June 2009, John Waters @ Gagosian

 



John Waters: Rear Projection at Gagosian Gallery
456 North Camden Drive
Beverly Hills, CA 90210
April 11 through May 23, 2009


I first saw John Waters’ fine artwork at the Rena Bransten Gallery in San Francisco in 2002. The show, entitled Straight to Video, included a number of sequential film stills and twisted narratives. One, Secret Movie, was a 4 x 6 inch print situated on the surface of a very tall, very slim pedestal; the pedestal was so tall, in fact, that one couldn’t see the print. Another, Buckle Up, was a series of film stills framed in sequence so that the images led, left to right, towards a car crash; the final image – of the moment of impact itself – was still linked to the preceding images, but was hung on the adjacent wall, as though the photograph itself had hit the wall. (Imagine an L-shaped frame.)

These two pieces – maybe one-liners – felt like really light, humorous gestures that seemed to push convention just hard enough to send photographs into sculptural space, but not hard enough to feel like Waters was driving home some conceptual point.

At Gagosian Gallery in Beverly Hills, seven years later, he does it again. This is a playful show that manages to elide core art world conventions while ostensibly toying mainly with cinema and pop culture. Four sculptures are set off the floor by low, white pedestals. (It’s rumored that these pedestals reminded Waters of Macy’s.) The sculptures are fun, but fairly lightweight. The guy who made Chucky for the Child’s Play series apparently made Control, in which a puppet Tina Turner is suspended from strings manipulated by Ike. La Mer, Waters describes, is “an oversized jar of the expensive face cream I’m embarrassed to admit I use.” He goes on to deduce that “if the normal 2 ounce jar on the market now sells for $230.00, this sculpture would be filled with moisturizer worth $867,740.96.” A peculiar perspective on scale.

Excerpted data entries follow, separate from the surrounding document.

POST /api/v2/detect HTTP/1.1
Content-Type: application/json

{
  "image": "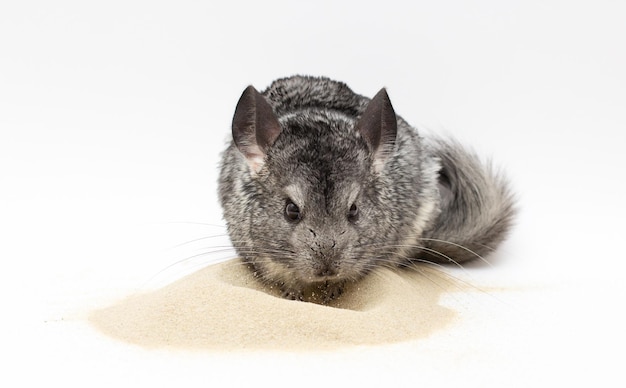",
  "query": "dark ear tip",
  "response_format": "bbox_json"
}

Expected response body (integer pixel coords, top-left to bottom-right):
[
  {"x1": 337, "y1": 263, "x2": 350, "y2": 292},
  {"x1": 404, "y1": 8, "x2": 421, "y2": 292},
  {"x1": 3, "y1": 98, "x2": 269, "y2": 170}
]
[{"x1": 372, "y1": 88, "x2": 389, "y2": 101}]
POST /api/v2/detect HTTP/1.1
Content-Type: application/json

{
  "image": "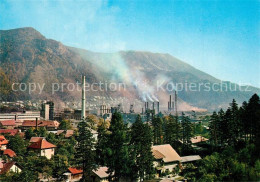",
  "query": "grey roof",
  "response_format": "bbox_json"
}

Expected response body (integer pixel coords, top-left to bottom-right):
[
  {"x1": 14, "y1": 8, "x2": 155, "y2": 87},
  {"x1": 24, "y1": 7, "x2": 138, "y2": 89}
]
[{"x1": 181, "y1": 155, "x2": 201, "y2": 162}]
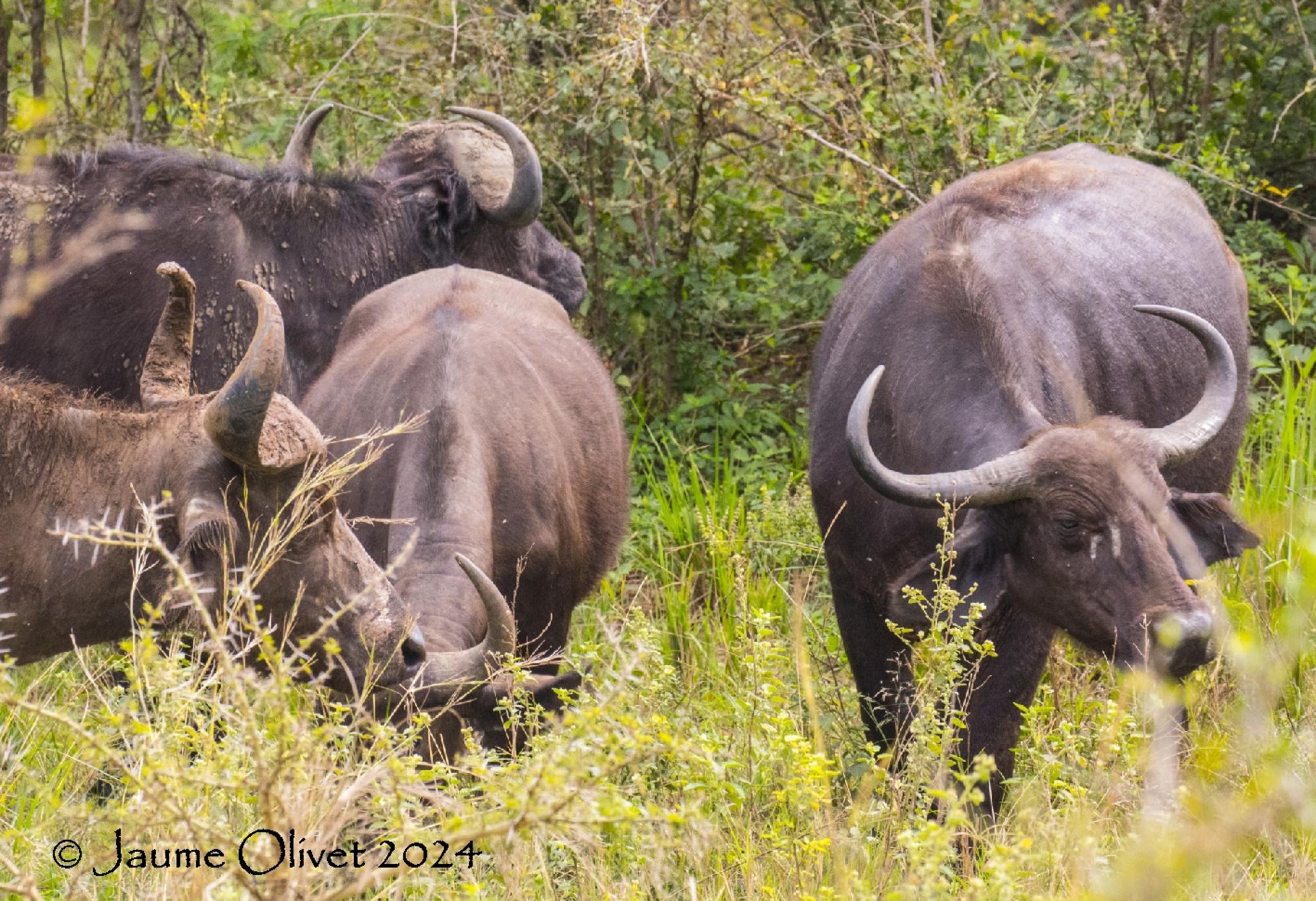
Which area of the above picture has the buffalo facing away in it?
[0,107,585,400]
[810,145,1256,808]
[304,265,629,753]
[0,263,425,691]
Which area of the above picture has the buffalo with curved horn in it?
[304,265,629,754]
[0,104,585,400]
[0,263,431,692]
[810,145,1257,809]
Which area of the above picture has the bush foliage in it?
[0,0,1316,898]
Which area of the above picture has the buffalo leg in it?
[962,600,1055,816]
[828,555,912,751]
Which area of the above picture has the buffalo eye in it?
[1053,515,1083,544]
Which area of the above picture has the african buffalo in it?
[810,145,1257,808]
[0,107,585,400]
[304,265,629,749]
[0,263,436,691]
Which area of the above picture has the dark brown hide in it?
[0,111,585,401]
[810,145,1256,805]
[304,265,628,752]
[0,267,423,691]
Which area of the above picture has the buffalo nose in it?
[403,626,425,679]
[1155,611,1216,679]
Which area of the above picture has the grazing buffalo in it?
[810,145,1256,808]
[0,263,427,691]
[0,107,584,401]
[304,265,629,750]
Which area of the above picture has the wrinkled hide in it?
[0,264,425,692]
[304,267,628,752]
[810,145,1256,805]
[0,111,585,401]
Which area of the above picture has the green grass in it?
[0,366,1316,898]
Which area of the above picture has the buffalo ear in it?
[392,171,479,256]
[887,509,1013,631]
[1170,488,1261,579]
[173,497,235,576]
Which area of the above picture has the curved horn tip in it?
[156,260,196,290]
[447,107,544,229]
[453,551,516,655]
[1133,304,1238,466]
[283,103,334,175]
[236,279,279,310]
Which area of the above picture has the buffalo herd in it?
[0,107,1257,808]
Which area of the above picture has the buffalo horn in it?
[1133,304,1238,466]
[139,263,196,411]
[204,281,283,468]
[845,366,1031,506]
[449,107,544,229]
[283,103,333,175]
[405,554,516,708]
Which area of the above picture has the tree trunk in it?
[31,0,46,97]
[118,0,146,143]
[0,4,13,136]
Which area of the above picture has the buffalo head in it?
[290,104,585,313]
[141,263,425,691]
[846,305,1257,677]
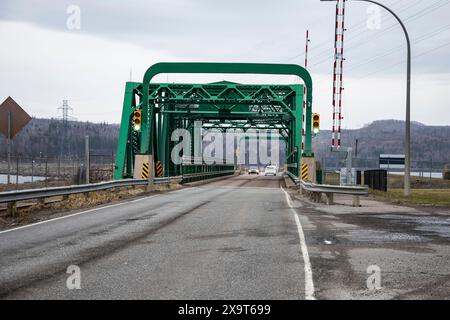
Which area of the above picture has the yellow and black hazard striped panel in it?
[156,161,163,177]
[302,163,308,181]
[142,162,150,179]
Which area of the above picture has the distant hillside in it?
[0,118,119,159]
[0,119,450,165]
[313,120,450,164]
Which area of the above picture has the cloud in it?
[0,0,450,128]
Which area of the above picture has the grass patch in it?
[372,189,450,206]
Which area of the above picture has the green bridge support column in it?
[294,87,303,177]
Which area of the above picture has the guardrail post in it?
[6,202,17,217]
[325,192,334,206]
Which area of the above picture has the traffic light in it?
[313,113,320,134]
[133,110,142,131]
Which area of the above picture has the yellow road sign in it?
[302,164,308,181]
[156,161,163,177]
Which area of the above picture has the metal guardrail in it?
[0,170,234,203]
[287,172,369,207]
[0,176,183,203]
[287,172,369,196]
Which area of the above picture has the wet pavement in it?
[291,192,450,299]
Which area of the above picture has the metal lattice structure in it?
[114,63,313,179]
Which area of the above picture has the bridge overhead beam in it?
[141,62,313,155]
[114,63,312,179]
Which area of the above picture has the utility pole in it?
[84,136,91,184]
[7,111,12,184]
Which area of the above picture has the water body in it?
[0,174,45,184]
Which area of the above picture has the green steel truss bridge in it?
[114,63,314,180]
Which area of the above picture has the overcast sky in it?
[0,0,450,128]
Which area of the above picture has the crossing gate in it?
[302,163,309,181]
[156,161,163,177]
[142,162,150,179]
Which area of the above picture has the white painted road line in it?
[0,195,159,234]
[281,188,316,300]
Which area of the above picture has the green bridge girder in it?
[114,63,312,179]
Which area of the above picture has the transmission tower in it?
[58,100,75,157]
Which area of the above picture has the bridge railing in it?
[287,172,369,207]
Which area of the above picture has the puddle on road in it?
[340,229,428,243]
[374,215,450,238]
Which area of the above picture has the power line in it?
[357,42,450,79]
[311,0,450,67]
[348,25,450,71]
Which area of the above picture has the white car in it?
[264,166,278,176]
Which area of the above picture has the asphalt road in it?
[0,175,450,299]
[0,175,305,299]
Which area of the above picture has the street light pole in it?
[320,0,411,196]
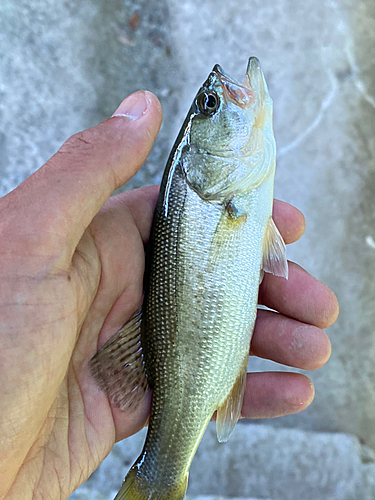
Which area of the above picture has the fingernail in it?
[112,91,151,121]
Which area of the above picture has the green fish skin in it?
[92,58,287,500]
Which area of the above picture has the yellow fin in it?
[114,463,188,500]
[216,356,248,443]
[262,217,288,279]
[90,311,148,410]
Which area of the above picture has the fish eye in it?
[197,90,220,116]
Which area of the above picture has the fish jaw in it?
[187,58,276,203]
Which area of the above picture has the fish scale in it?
[92,58,287,500]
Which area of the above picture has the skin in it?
[0,92,338,500]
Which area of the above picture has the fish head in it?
[185,57,276,199]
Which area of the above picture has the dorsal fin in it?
[90,310,148,410]
[262,217,288,279]
[216,355,249,443]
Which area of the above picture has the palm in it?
[0,188,334,498]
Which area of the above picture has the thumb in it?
[3,91,162,254]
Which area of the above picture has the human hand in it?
[0,93,337,500]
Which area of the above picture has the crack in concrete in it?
[345,40,375,109]
[277,71,339,158]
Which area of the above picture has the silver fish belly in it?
[92,58,287,500]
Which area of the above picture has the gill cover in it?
[184,57,276,201]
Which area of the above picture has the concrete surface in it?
[70,422,375,500]
[0,0,375,498]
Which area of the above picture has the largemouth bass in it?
[91,57,288,500]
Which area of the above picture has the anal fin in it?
[216,356,248,443]
[90,311,148,410]
[262,217,288,279]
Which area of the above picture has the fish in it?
[91,57,288,500]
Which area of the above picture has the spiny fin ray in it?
[262,217,288,279]
[216,356,248,443]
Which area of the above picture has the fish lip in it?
[211,64,255,108]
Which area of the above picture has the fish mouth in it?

Thirty-one mischievous photographic prints are scattered over the gallery walls at varying heights. Two of the prints are remarkable for their formal clarity and for the part of the film business to which they refer. Shooting Script is an image of a grid of the cardboard backs of legal pads with all of the pages torn out, only a yellow paper strip remaining at the top of each pad. Stalker is an image of a grid of post-it notes with strange notations like, “To your vagina with love.” It turns out that fans in line at Waters’ book signings wrote these notes so that he could simply transcribe what they wanted written into their books without asking for spelling specifics. Both of these photographs reveal Waters’ relationship to writing and film while maintaining an aestheticized objectivity on the souvenirs of that relationship.  

My favorite piece here is Backwards Day. One can see only the back of a long rectangular frame, with its various institutional marks: the Gagosian registration label and that of the framer, Waters’ signature along with the title and edition number of the piece, a hanging wire and hanging instructions. Though the piece is said to include five prints, only its collector will see them, and Waters has that collector in mind with this piece. He says, “Like in my film ‘Desperate Living’, one day a year everyone should have a ‘Backwards Day’ – eat your meals in reverse order or wear your clothes backwards. Even the collector can have a ‘Backwards Day’ when they hang this photograph backwards. Try it!” he suggests. “You’ll feel especially edgy.”  

I like this piece more than images like Mamas (where Waters has juxtaposed Pam Greer and Aggie Gund, the President Emerita of the Museum of Modern Art) because if it attacks contemporary art, it does so with original nerve. Like the legal pads in Shooting Script, the lack of information elegantly foregrounds what indeed is present. Like the little print on top of the pedestal in San Francisco, but maybe more efficiently, Backwards Day teases its supports – from its frame to its consumer – playing somewhat hard to get, but still hoping to be gotten.
 

 

Farrah Karapetian


Farrah Karapetian, artist, lives and works in Los Angeles, where she
looks forward to the opportunity to blow up a gas station.